About not being actively part of this meeting, you were asking me earlier Nick if I could reflect on that. I already know three members of this team, although I had not met the radiologist or pathologist before. I have met the others in consultation and Richard quite often in clinic, and so there is a high level of trust being built up and I trust these people, so there is a high level of trust here. What I needed in relation to an MDT taking place after this new investigation had taken place in Holland, what I needed was to know when the MDT was going to take place and to know when I would get the results from that MDT. It didn't necessary have to be on the day, although Nick did very kindly offer to phone me actually on the day, although that wouldn't be possible with all 40 patients seen in the course of the morning, I realise that. But to know when I am going to have that information, and then the other thing that I have asked for from my consultants and Richard has been very helpful in getting this from people; has been written information because what I heard in consultation 2 and half years ago I just did not remember, so when I reviewed my own case earlier this year when my PSA was rising, I asked Richard to get all my notes for me he photocopied the whole lot and we read through them, and now I ask for a copy of every result, of every letter written to a GP of letters between the consultants. I think I shouldn't have to ask for it, I think that should be automatic and patients shouldn't have to ask for it and they should be able to opt out from it if they don't want that much information. But it has been a real help to have all that.

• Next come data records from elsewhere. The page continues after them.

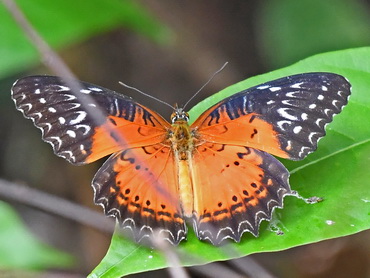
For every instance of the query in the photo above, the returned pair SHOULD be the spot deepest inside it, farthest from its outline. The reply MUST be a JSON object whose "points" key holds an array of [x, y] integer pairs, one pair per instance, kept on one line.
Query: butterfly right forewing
{"points": [[285, 117]]}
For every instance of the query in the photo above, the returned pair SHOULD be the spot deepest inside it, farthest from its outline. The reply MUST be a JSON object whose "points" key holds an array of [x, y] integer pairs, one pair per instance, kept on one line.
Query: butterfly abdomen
{"points": [[182, 142]]}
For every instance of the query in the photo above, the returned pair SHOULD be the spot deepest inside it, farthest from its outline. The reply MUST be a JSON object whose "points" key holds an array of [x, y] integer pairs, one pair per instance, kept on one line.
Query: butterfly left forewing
{"points": [[235, 188], [72, 131], [285, 117]]}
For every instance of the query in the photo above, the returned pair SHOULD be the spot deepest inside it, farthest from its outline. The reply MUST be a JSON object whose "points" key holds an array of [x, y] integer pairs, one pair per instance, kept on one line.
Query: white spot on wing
{"points": [[274, 89], [297, 129], [63, 88], [84, 91], [95, 89], [283, 113], [71, 133], [281, 123], [81, 116], [62, 120], [296, 85], [85, 127]]}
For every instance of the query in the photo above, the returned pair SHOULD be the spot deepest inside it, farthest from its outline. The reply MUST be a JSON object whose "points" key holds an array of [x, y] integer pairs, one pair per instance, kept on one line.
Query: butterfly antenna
{"points": [[145, 94], [209, 80]]}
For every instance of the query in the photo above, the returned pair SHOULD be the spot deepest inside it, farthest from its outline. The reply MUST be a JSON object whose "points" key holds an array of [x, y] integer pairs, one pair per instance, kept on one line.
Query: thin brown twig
{"points": [[56, 205], [51, 203]]}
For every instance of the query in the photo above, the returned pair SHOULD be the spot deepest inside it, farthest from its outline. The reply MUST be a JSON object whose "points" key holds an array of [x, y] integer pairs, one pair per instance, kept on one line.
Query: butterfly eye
{"points": [[179, 115]]}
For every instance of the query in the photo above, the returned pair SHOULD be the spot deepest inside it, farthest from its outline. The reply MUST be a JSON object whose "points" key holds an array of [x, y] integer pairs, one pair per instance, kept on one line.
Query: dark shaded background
{"points": [[208, 33]]}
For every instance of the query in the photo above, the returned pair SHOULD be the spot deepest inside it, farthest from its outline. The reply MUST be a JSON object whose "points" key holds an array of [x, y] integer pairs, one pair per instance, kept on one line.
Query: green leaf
{"points": [[337, 171], [298, 29], [63, 22], [19, 249]]}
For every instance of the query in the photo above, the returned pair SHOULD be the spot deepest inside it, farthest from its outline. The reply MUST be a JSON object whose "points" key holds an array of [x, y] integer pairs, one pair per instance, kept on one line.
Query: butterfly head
{"points": [[179, 115]]}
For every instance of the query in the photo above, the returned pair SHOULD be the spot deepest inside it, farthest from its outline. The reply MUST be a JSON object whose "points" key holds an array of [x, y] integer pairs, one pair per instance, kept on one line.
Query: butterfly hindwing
{"points": [[235, 189], [139, 186], [285, 117], [69, 128]]}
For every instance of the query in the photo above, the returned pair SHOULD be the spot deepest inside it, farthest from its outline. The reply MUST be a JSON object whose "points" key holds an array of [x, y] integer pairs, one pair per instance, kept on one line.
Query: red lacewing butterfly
{"points": [[218, 172]]}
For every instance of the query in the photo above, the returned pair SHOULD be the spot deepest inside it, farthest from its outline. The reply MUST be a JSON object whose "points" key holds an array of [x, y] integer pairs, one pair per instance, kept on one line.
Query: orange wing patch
{"points": [[139, 187], [248, 130], [126, 134], [246, 186]]}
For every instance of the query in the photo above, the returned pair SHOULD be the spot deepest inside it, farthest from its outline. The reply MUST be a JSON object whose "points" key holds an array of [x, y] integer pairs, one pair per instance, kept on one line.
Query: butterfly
{"points": [[219, 173]]}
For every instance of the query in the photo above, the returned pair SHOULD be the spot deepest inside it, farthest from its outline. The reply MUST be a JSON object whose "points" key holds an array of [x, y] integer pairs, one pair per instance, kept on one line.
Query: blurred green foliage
{"points": [[19, 249], [62, 23], [290, 30]]}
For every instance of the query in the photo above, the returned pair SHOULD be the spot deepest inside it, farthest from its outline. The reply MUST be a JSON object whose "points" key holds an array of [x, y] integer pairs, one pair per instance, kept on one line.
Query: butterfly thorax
{"points": [[183, 143]]}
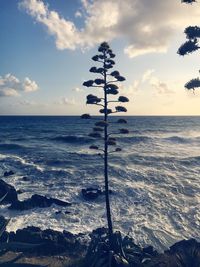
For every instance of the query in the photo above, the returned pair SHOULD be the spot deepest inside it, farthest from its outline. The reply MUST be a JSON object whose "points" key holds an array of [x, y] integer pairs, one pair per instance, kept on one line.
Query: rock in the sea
{"points": [[92, 193], [37, 201], [8, 173], [50, 242], [185, 253], [25, 179], [8, 191], [20, 191]]}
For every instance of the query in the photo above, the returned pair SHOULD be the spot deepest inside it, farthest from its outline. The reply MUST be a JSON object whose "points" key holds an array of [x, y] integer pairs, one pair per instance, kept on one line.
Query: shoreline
{"points": [[64, 248]]}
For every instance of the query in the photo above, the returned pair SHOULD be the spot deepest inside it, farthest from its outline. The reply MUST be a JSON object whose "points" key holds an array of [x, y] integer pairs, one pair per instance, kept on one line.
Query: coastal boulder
{"points": [[37, 201], [8, 191], [185, 253], [8, 173], [92, 193], [50, 242]]}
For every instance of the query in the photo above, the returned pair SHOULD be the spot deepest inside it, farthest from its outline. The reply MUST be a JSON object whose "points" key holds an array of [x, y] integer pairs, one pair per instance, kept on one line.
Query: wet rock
{"points": [[58, 212], [25, 179], [8, 191], [50, 242], [20, 191], [8, 173], [37, 201], [185, 253], [92, 193]]}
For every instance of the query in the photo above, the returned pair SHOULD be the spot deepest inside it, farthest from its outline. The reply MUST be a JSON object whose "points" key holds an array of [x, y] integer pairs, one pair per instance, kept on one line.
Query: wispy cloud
{"points": [[12, 86], [66, 101], [78, 90], [148, 26]]}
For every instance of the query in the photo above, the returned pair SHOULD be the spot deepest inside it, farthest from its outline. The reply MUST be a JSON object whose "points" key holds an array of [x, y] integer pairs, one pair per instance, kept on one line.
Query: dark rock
{"points": [[67, 212], [185, 253], [50, 242], [20, 191], [37, 201], [25, 179], [92, 193], [9, 191], [150, 251], [8, 173], [58, 212]]}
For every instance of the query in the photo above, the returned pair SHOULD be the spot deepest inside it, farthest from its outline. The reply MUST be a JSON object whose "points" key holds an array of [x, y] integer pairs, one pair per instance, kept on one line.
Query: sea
{"points": [[155, 179]]}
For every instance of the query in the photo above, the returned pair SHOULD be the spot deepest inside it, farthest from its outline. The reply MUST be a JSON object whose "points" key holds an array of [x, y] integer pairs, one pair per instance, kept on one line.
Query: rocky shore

How I feel now; I am on no treatment and haven't been on treatment for nearly two years now, because the Casodex wasn't doing any good, I am content to watch and wait, knowing that the monitoring of this is very active, knowing that there are other weapons in the armoury that we can turn to, and also I am still completely fit, I am experimenting with changes to diet and if anybody wants to become a part of this MDT, this is potentially the largest consultation I have ever had! any answers on postcards over lunch will be very welcome, as to what you'd do next.

Professor Nick James: What we had hoped to do but we have run out of time, was to take questions as well, but I suppose it is over to you as to whether you would like to go and have your lunch or stay for some questions. What is the general feeling?

Vivienne Parry: I think I am going to stop you there and say if anybody has questions to come and ask these questions now, because now we have to break for lunch or we will run out of time all together with the programme.